The preset time period may be a value set empirically. For example, 1 minute.

Referring to fig. 3, fig. 3 is a schematic diagram illustrating allocation of a cloud service total amount according to the present application.

As shown in fig. 3, the cloud service request response amount that can be achieved within 1 minute corresponding to the working node a included in the distributed architecture is a dark gray square. The cloud service request response amount which can be reached within 1 minute corresponding to the working node B is a light gray square. The response amount of the cloud service request which can be achieved within 1 minute corresponding to the working node C is a black square.

When the system first distributes the work quota, the work quota indicated by the dark grey square can be distributed to the working node A from the total quota, the work quota indicated by the light grey square can be distributed to the working node B, and the work quota indicated by the black square can be distributed to the working node C.

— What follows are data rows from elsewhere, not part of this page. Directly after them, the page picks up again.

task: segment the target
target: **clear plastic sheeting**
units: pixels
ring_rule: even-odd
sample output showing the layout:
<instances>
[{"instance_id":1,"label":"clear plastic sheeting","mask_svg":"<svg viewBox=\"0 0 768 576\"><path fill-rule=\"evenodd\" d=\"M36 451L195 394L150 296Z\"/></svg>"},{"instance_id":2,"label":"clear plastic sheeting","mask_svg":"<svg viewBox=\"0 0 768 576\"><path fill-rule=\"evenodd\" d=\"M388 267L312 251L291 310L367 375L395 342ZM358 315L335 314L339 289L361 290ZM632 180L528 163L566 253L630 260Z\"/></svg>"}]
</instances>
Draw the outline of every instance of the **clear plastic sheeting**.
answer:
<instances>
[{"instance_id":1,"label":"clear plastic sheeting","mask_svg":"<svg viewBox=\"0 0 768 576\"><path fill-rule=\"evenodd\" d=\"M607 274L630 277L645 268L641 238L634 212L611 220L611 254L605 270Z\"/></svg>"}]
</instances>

When distributing the working quota to each working node included in the distributed architecture based on a part of quota in the total quota of the cloud service, the system may determine the cloud service request response amount that can be reached by each working node within a preset time period according to the processing capability corresponding to each working node. Wherein the processing capacity indicates an achievable cloud service request response per unit time length. After the cloud service request response amount corresponding to each working node is determined, the system can determine the cloud service request response amount corresponding to each working node as a working amount corresponding to each working node and distribute the working amount to each working node, so that a reasonable part amount participating in initial distribution can be determined, an initial working amount is reasonably distributed to each node, and the working efficiency of cloud service is further improved.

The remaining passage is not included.